Printing and the Commercialization of the Southern Chinese Martial Arts

In two prior posts (see here and here) we have encountered western descriptions of the production and sale of printed martial arts training manuals in the marketplaces of the Pearl River Delta region during the early and middle parts of the 19th century. These works were very simple and included crude wooden block illustrations along with short descriptions of movements or strength training exercises. They were also quite inexpensive and appear to have been a popular genera of ephemera.

In this case we are very much in the debt of these early western accounts as I am not aware of any surviving examples of this once thriving trade. Of course that has always been the problem with ephemera. Cheaply printed chapbooks and almanacs conveyed much of an era’s popular culture in both the East and West, yet it is always surprising how few of these works remain.

Still, if we wish to better understand the few accounts of these early predecessors of modern manuals that have come down to us, we need to know a little bit more about the publishing industry that created and sold them. Only then can we start to make some guesses about the function of this sort of material in local popular culture.
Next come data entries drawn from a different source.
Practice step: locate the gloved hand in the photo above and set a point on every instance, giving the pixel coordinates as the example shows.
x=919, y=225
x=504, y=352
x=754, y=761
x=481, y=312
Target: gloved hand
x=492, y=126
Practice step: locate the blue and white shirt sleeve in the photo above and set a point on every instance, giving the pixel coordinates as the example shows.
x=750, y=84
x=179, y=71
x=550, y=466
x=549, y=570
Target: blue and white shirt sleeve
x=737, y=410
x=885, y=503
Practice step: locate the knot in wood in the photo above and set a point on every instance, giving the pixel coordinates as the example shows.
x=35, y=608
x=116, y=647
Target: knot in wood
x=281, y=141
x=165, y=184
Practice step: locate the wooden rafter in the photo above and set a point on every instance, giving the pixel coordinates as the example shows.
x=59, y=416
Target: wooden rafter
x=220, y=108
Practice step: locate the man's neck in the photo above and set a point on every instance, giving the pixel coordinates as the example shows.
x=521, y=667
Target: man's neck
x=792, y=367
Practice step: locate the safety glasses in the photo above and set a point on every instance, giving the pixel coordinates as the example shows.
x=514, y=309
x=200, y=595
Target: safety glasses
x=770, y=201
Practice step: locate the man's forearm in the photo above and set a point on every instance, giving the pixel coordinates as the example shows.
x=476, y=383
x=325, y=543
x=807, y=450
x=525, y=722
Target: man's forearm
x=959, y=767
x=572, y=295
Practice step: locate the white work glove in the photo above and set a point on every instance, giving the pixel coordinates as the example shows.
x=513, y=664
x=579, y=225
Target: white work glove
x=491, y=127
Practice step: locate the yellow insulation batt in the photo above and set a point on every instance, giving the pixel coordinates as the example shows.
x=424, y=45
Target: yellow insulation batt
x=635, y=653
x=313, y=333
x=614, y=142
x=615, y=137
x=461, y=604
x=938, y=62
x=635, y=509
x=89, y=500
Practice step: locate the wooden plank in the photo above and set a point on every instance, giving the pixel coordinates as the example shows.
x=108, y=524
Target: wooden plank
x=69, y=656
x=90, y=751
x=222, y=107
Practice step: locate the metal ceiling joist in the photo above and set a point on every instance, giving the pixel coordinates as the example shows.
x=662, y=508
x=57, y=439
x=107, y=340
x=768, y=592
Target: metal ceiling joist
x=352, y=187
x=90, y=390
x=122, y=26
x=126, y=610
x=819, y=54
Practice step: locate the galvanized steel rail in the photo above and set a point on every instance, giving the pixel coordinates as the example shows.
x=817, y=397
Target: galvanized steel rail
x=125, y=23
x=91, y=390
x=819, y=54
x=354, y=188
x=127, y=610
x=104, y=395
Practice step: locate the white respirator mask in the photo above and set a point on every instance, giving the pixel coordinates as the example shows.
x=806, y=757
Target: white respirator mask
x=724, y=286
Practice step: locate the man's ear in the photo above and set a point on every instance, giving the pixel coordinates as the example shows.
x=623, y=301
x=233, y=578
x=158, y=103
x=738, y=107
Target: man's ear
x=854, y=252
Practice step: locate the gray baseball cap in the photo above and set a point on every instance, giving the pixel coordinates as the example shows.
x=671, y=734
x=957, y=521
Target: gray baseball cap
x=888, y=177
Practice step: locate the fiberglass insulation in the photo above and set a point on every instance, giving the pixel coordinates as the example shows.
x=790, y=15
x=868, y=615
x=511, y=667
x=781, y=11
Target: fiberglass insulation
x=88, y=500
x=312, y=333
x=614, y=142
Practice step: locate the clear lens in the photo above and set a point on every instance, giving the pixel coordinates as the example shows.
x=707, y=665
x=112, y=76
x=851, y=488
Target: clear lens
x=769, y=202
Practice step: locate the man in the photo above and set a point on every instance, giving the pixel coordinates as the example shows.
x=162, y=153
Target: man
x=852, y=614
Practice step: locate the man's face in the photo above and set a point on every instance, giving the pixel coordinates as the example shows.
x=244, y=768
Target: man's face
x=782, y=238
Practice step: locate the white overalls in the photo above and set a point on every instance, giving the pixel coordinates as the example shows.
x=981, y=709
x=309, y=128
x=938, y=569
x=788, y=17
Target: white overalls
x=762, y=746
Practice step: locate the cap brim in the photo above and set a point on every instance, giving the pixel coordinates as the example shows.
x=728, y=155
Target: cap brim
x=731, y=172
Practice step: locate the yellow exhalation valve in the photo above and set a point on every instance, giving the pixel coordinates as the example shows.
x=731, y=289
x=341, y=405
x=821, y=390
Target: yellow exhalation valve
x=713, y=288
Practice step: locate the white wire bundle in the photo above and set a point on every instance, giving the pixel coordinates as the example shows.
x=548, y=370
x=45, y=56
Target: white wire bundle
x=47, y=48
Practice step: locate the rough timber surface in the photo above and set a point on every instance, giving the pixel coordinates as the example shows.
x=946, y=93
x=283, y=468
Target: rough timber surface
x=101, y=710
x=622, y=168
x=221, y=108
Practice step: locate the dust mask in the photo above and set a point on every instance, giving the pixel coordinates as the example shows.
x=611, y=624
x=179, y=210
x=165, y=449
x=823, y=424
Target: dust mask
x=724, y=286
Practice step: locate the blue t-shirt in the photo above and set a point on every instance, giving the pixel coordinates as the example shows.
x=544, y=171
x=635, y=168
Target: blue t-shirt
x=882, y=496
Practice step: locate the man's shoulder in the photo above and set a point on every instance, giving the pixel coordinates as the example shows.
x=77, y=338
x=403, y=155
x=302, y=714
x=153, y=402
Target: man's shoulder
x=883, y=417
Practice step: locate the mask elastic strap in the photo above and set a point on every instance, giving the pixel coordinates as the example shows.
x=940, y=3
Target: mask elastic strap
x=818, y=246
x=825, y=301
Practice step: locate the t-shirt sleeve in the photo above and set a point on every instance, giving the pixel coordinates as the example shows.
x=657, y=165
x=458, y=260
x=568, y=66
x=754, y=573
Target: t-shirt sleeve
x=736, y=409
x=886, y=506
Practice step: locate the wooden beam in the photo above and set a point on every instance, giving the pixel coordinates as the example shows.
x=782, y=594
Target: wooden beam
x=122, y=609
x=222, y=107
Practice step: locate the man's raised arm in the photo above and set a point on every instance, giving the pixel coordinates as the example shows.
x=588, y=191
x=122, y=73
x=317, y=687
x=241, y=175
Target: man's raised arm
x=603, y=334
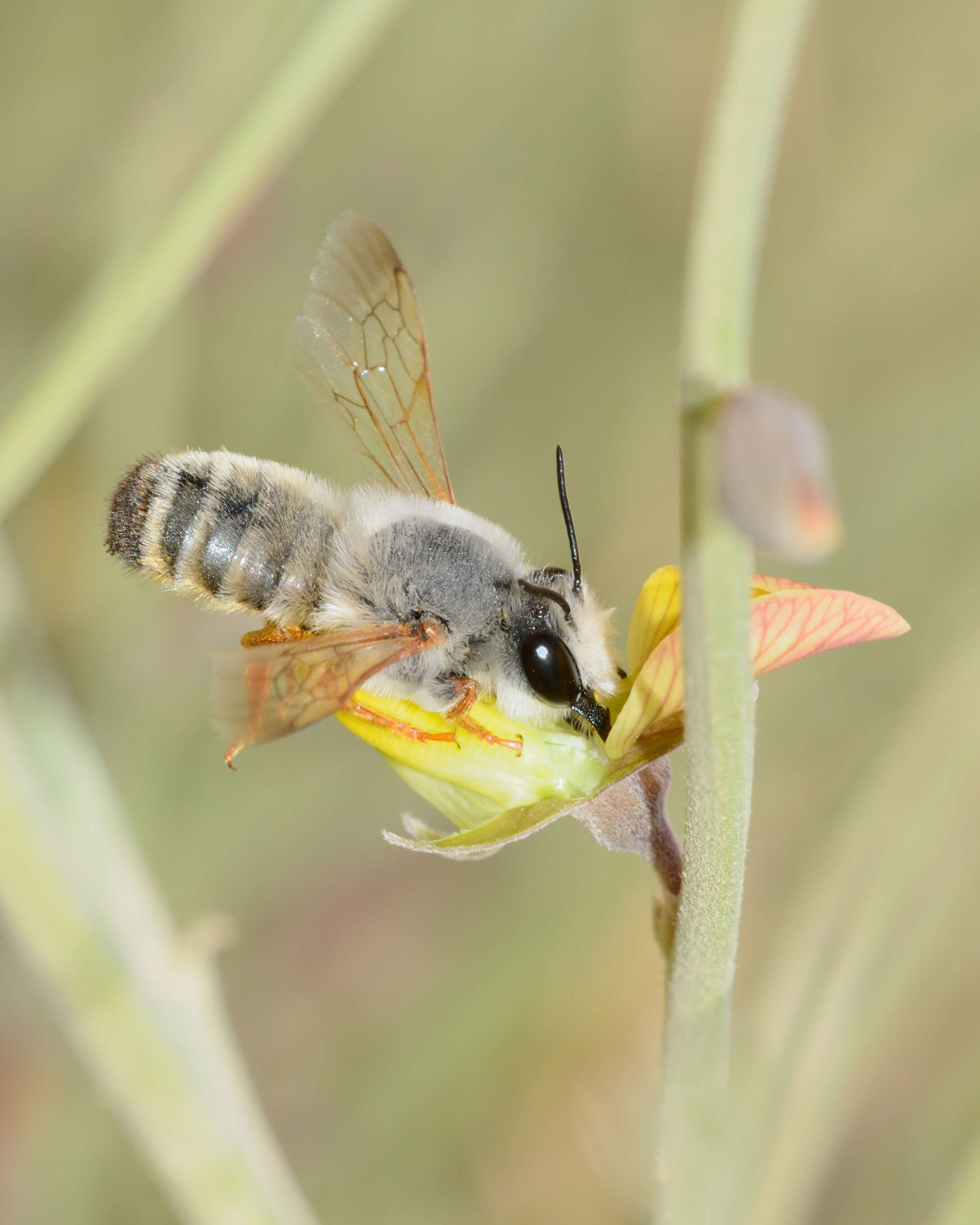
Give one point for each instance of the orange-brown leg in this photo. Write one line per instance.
(397, 727)
(271, 632)
(467, 691)
(488, 737)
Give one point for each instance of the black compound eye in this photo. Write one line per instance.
(550, 669)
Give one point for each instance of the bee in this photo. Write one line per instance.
(395, 591)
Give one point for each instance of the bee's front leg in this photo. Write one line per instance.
(271, 632)
(467, 691)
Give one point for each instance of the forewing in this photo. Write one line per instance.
(360, 350)
(265, 692)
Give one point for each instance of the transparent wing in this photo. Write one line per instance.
(265, 692)
(360, 350)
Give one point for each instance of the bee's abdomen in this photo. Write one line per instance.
(243, 533)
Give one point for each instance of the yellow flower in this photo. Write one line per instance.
(494, 794)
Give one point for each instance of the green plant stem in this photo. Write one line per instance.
(139, 1001)
(136, 290)
(726, 244)
(857, 949)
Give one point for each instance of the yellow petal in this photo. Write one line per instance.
(467, 778)
(657, 694)
(656, 614)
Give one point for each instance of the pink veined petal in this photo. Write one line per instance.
(794, 623)
(789, 623)
(656, 614)
(765, 585)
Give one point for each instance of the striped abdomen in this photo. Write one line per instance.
(247, 534)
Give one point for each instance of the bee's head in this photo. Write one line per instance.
(559, 637)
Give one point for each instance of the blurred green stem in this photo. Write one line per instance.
(962, 1203)
(723, 261)
(139, 1001)
(136, 290)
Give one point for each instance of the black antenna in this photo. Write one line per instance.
(569, 526)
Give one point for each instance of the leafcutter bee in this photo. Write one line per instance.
(384, 589)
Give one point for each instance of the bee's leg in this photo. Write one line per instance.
(467, 691)
(271, 632)
(397, 727)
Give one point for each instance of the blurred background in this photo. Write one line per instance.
(478, 1043)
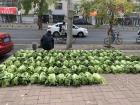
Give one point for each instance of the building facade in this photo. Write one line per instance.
(8, 14)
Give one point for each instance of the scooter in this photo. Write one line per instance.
(138, 37)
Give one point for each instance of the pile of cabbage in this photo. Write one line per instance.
(64, 68)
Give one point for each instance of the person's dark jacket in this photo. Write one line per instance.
(47, 41)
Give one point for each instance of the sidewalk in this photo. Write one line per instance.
(34, 26)
(123, 89)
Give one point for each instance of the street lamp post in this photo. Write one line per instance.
(70, 23)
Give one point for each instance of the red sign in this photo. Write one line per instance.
(8, 10)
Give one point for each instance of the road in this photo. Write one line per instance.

Unsurprisingly the fortunes of Guangdong’s publishing industry closely followed the rapid economic rise of the region which occurred in the closing decades of the 18th century, and the first years of the 19th. Prior to this boom there had been very little book publishing in the region. Scholars had produced and distributed works as written manuscripts, and it is known that a reading public existed. Yet the wooden printing blocks that the area produced cheaply in the middle of the 18th century were often shipped to other cities (such as Nanjing) where the actual publishing and marketing of the books happened.

Yet by the first decade of the 19th century the area suddenly had a thriving publishing industry which was producing a large number of works for a reading public that encompassed a great many levels of education and interest. Academic works and collections of poetry were plentiful, but increasingly bookstores began to carry cheaply produced mass market works including religious texts, story-telling scripts, and collections of songs. Of course boxing primers were also on offer.

Faure points out that much of this material was closely related to the vernacular performance traditions that later came to be known as “Cantonese Opera” (another subject of much interest to students of the region’s martial arts). In fact, this cheaply produced literature was notable for the degree to which it incorporated local dialect terms into a more recognizable classical framework. Hand copied texts remained popular, but it is hard to underestimate how important the development of the local printing industry was to the creation of a robust sense of regional identity.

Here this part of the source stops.